En su versión paga, los servicios de streaming de música no requieren de una conexión constante a Internet desde una tableta o teléfono inteligente, ya que permiten almacenar las listas de canciones y discos en modo offline . Además, ofrecen la posibilidad de llevar la colección de música a cualquier reunión de amigos, y si la selección no es del agrado, basta con conectarse a una red Wi-Fi para volver a buscar nuevos temas. Todo eso sin tener la necesidad de utilizar cables USB para conectar el dispositivo móvil a una computadora para copiar los archivos de forma manual o mediante iTunes, en el caso de usar un dispositivo móvil de Apple. La aplicación de Spotify, disponible para la mayoría de los dispositivos móviles del mercado, es muy intuitiva, fácil de usar y permite pasar de un tema a otro gracias a la opción de artistas relacionados, una opción muy divertida al momento de recordar viejos hits y artistas que quedaron en el recuerdo y que muchas veces uno no recuerda más que la melodía de sus hits. Por su parte, tuve la oportunidad de probar Deezer, ya que tiene una versión para el teléfono BlackBerry Z10. No está mal la interfaz, pero se advierte menos pulida y fluida que Spotify. No obstante, ambos catálogos son muy completos y cumplen con la mayoría de las expectativas que tienen los usuarios.

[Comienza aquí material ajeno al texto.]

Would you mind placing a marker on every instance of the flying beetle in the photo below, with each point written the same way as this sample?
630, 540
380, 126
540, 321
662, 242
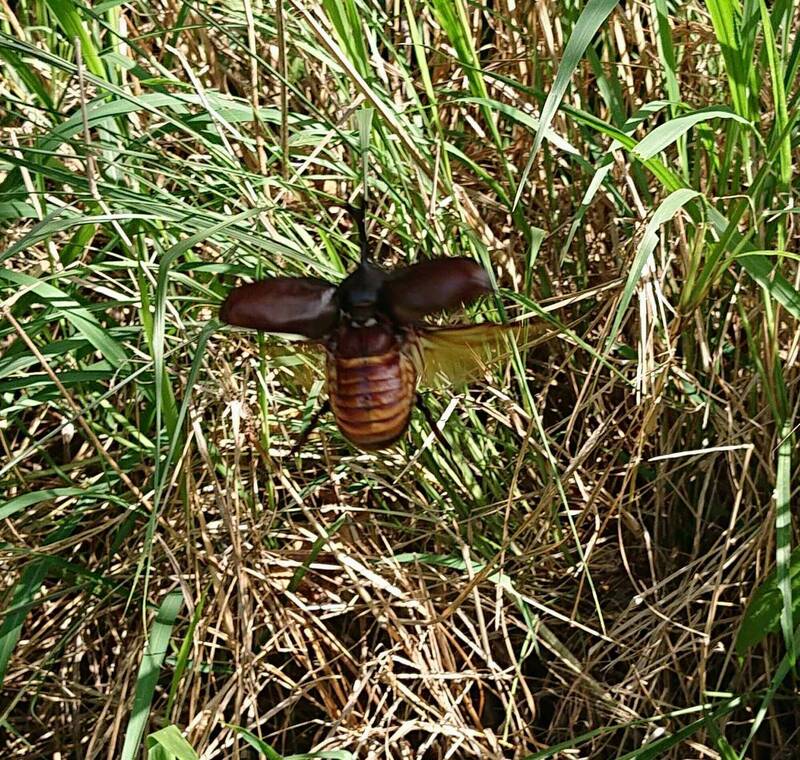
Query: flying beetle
371, 329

Sin embargo, no todas son flores para el streaming de música. Este tenedor libre de canciones es un catálogo casi ilimitado, pero por cuestiones de licencia, los álbumes de Stone Temple Pilots, muchos de los temas de su solista Scott Weiland y toda la discografía de Kid Rock no están en la edición argentina de Spotify, cuando pude comprobar que la versión norteamericana sí los tenía. Son esas extrañas fronteras que impone la industria discográfica en una geografía online sin límites.